John Muir Trail Entrance

Broadway and Mosholu Avenue or Van Cortlandt Park East & Oneida Avenue

The John Muir Trail is a 1.5-mile trek that passes through the Northeast Forest, the Croton Wood, the old Croton Aqueduct and the Northwest Forest.  It is the only trail in Van Cortlandt Park that runs east-west, from Van Cortlandt Park East to Broadway, connecting Woodlawn Heights to Riverdale. The trail, established in 1997, was named for Scottish-American naturalist, author, early advocate for wilderness conservation in the United States and founder of the Sierra Club, John Muir (1838-1914).

World War I Memorial

Rita Ley Triangle/Oneida Triangle
East 238th Street and Oneida Avenue
dedicated in 1925

This 13-foot stone monument, topped with a sphere and an eagle sculpture, honors the residents of Woodlawn Heights who served and sacrificed their lives in World War I. The Oneida Triangle is an appropriate place for a war memorial given that it was the site of a small battle during the Revolutionary War, when Oneida Avenue was known as DeVoe’s Lane (it became Oneida Avenue in 1896). Oneida was also the name of a Civil War ship (USS Oneida) built at the New York Navy Yard in 1861 and commissioned in 1862. The Triangle, which was provided by the New York City Departments of Parks and Transportation for use as a memorial site, is also occupied by Norway and Sycamore maples, London plane trees and shrubs.

Van Cortlandt Park – Indian Field

East 233rd Street between Jerome Avenue and Van Cortlandt Park East

Indian Field is dedicated to Chief Daniel Nimham, the last sachem of the Wappinger people, who, along with a number of other Wappinger that included his son, Captain Abraham Nimham, was ambushed by the British near this spot in 1778. The battle was fought on land owned by the DeVoe family, who were responsible for the burial and placement of a stone cairn on the Chief’s grave.

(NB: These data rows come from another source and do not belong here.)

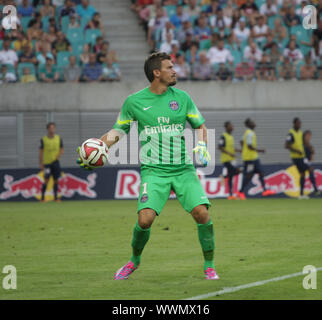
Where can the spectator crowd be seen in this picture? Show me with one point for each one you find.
(235, 40)
(55, 40)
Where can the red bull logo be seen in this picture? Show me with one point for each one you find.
(128, 185)
(30, 186)
(286, 182)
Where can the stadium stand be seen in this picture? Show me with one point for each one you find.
(261, 35)
(48, 34)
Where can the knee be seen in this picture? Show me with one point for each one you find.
(200, 214)
(146, 218)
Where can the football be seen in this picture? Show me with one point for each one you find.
(94, 152)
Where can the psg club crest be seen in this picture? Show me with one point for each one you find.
(174, 105)
(144, 198)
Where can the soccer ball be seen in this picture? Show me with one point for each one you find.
(93, 152)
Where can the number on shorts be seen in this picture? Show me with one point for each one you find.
(145, 185)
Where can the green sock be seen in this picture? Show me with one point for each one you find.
(206, 234)
(139, 239)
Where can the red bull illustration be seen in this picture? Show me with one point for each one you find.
(30, 186)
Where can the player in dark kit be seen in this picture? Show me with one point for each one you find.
(295, 144)
(252, 164)
(51, 149)
(227, 147)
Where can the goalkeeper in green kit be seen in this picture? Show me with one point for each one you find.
(161, 112)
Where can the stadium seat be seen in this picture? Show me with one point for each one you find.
(75, 35)
(84, 22)
(237, 55)
(204, 44)
(23, 65)
(91, 35)
(63, 58)
(24, 23)
(171, 10)
(78, 47)
(45, 23)
(64, 23)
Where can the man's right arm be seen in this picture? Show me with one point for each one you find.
(288, 144)
(41, 155)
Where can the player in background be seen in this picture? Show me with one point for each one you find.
(228, 159)
(50, 151)
(309, 154)
(252, 164)
(161, 112)
(295, 144)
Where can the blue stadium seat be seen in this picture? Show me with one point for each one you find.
(204, 44)
(23, 65)
(75, 35)
(91, 35)
(24, 22)
(171, 10)
(77, 47)
(84, 22)
(45, 23)
(63, 58)
(237, 55)
(64, 24)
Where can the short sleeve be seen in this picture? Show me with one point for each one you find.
(125, 118)
(249, 138)
(290, 138)
(222, 141)
(193, 116)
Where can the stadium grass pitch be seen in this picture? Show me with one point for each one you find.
(70, 250)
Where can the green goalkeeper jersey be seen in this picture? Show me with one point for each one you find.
(161, 120)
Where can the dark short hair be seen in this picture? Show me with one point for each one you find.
(307, 132)
(153, 62)
(247, 121)
(50, 124)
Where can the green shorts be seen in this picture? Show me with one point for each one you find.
(155, 190)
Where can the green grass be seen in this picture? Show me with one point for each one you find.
(71, 250)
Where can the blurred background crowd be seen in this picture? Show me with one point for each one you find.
(234, 40)
(55, 40)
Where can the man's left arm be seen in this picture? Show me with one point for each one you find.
(197, 122)
(61, 150)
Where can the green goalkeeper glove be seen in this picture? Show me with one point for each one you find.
(204, 155)
(81, 164)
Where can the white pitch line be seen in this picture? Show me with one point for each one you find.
(246, 286)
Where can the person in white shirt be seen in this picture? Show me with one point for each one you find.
(192, 9)
(219, 54)
(293, 53)
(241, 31)
(7, 76)
(181, 67)
(166, 46)
(252, 53)
(219, 20)
(260, 30)
(156, 25)
(268, 8)
(7, 55)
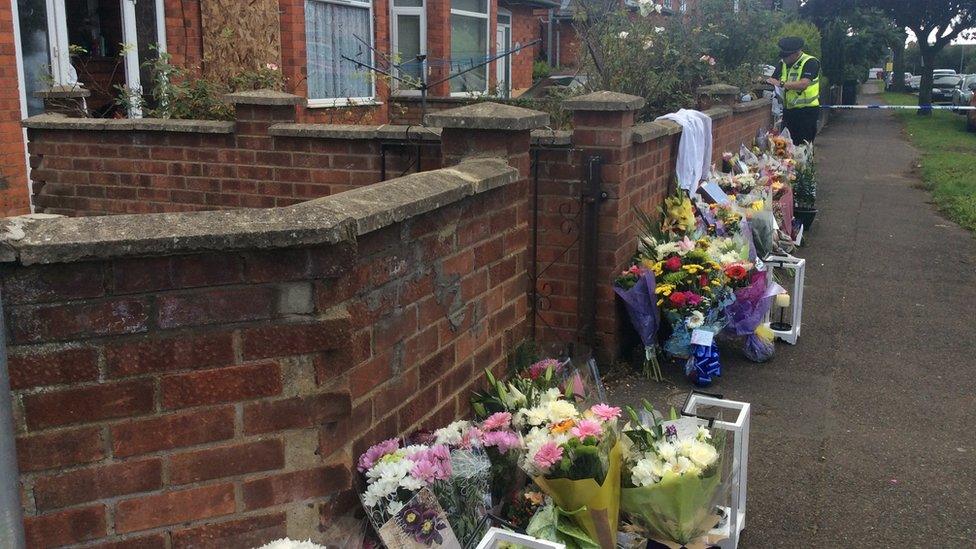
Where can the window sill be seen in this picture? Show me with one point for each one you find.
(338, 103)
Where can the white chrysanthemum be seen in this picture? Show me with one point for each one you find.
(702, 453)
(684, 466)
(451, 435)
(560, 410)
(394, 507)
(666, 450)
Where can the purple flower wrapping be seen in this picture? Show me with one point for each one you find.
(642, 307)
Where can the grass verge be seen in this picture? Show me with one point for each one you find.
(948, 158)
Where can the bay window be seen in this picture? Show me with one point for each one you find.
(469, 46)
(334, 29)
(408, 35)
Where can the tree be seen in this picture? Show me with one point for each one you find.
(936, 23)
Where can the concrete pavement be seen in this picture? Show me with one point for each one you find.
(864, 434)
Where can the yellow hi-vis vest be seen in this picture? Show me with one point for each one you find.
(809, 97)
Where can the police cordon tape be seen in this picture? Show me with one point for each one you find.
(898, 107)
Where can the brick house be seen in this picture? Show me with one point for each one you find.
(306, 38)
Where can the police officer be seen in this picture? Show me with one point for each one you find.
(799, 76)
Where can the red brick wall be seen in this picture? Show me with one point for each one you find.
(13, 165)
(633, 174)
(219, 400)
(97, 172)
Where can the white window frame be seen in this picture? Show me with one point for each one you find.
(408, 10)
(488, 40)
(504, 62)
(60, 54)
(348, 101)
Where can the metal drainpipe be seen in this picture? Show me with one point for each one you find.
(11, 514)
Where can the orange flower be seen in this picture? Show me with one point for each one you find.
(563, 426)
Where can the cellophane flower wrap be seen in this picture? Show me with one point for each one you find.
(672, 483)
(574, 457)
(746, 313)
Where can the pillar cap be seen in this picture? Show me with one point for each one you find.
(264, 97)
(718, 89)
(604, 101)
(489, 116)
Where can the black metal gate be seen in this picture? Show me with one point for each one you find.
(579, 217)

In 1906, the Bronx Chapter for the Daughters of the American Revolution also honored their sacrifice with a stone cairn and plaque, known today as the Chief Nimham Memorial, which is located at Van Cortlandt Park East and East 238th Street.

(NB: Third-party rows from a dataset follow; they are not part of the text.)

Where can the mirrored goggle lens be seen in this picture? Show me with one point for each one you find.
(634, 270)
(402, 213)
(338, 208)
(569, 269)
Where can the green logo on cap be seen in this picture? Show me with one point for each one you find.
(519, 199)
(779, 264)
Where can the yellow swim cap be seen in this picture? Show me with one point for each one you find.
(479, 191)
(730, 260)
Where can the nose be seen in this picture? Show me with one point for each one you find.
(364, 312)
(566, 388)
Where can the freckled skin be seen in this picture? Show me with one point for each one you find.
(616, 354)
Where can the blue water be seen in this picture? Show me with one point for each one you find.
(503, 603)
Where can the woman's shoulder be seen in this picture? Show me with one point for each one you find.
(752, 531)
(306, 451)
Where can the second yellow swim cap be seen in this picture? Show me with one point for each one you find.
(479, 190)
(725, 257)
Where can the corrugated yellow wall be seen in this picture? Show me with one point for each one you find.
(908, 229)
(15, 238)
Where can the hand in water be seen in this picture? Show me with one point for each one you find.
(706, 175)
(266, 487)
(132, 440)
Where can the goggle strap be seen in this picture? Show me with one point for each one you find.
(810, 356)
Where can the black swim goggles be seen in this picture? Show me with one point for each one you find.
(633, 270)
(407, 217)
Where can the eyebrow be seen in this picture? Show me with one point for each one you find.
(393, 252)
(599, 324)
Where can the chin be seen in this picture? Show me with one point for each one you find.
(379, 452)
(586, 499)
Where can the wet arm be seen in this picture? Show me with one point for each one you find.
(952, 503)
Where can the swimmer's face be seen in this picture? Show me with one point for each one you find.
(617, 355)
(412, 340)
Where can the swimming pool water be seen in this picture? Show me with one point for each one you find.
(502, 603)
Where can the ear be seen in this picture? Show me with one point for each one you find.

Van Cortlandt Park – Van Cortlandt Mansion

enter at Broadway and West 246th Street

This fieldstone and brick Georgian style manor is The Bronx’s oldest house, built for Jacobus Van Cortlandt’s son, Frederick. Unfortunately, he died before it was completed and was the first to be buried in the family burial plot on Vault Hill, north of the house. Frederick left the estate to his son, James Van Cortlandt. Most notably, George Washington used the house for military maneuvers and as a temporary headquarters before his triumphant march into Manhattan during the Revolutionary War. The mansion has operated as a house museum—the first in the city—since 1897, when the National Society of Colonial Dames in the State of New York was granted custody to manage the site and exhibit its collection of 18th- and 19th-century furniture and decorative arts. The grounds also include a 1902 bronze statue of Major General Josiah Porter by William Clark Noble. The Van Cortlandt Mansion is a National Historic Landmark, NYC Individual Landmark and a NYC Interior Landmark.